Derivation Lengths Classification of G\"odel's T Extending Howard's Assignment

TL;DR

This paper develops a constructive method to assign natural numbers to G"odel's T terms, providing an optimal classification of derivation lengths and extending Howard's ordinal assignment to lambda calculus, with potential applications to other higher order systems.

Contribution

It introduces a new constructive approach to assign natural numbers to lambda terms of G"odel's T, extending Howard's ordinal assignment and improving termination analysis.

Findings

Provides an optimal derivation length classification for G"odel's T.

Extends Howard's ordinal assignment to lambda calculus terms.
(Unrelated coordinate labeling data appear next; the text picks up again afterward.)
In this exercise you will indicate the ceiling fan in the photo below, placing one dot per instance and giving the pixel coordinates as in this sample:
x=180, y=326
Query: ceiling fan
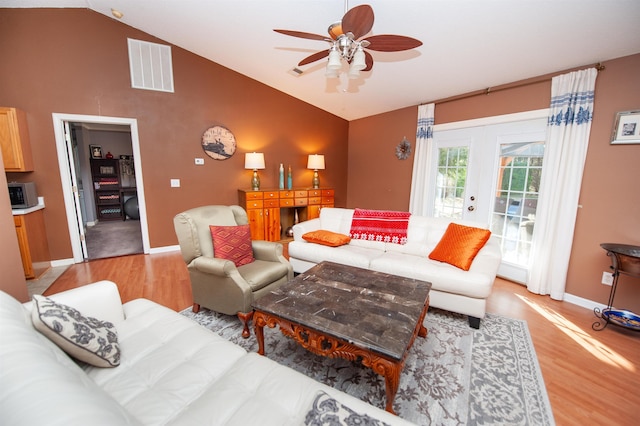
x=348, y=42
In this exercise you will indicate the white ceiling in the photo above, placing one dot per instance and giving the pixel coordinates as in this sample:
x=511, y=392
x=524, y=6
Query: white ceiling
x=468, y=45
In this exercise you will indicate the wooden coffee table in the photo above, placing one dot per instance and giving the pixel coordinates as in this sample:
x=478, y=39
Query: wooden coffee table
x=340, y=311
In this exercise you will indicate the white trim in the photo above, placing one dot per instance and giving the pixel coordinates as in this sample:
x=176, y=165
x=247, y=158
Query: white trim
x=165, y=249
x=498, y=119
x=65, y=177
x=62, y=262
x=585, y=303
Offers solutions to problems in lambda term analysis compared to combinatory logic.

Abstract

Let T be Goedel's system of primitive recursive functionals of finite type in the lambda formulation. We define by constructive means using recursion on nested multisets a multivalued function I from the set of terms of T into the set of natural numbers such that if a term a reduces to a term b and if a natural number I(a) is assigned to a then a natural number I(b) can be assigned to b such that I(a) is greater than I(b). The construction of I is based on Howard's 1970 ordinal assignment for T and Weiermann's 1996 treatment of T in the combinatory logic version. As a corollary we obtain an optimal derivation length classification for the lambda formulation of T and its fragments. Compared with Weiermann's 1996 exposition this article yields solutions to several non-trivial problems arising from dealing with lambda terms instead of combinatory logic terms. It is expected that the methods developed here can be applied to other higher order rewrite systems resulting in new powerful termination orderings since T is a paradigm for such systems.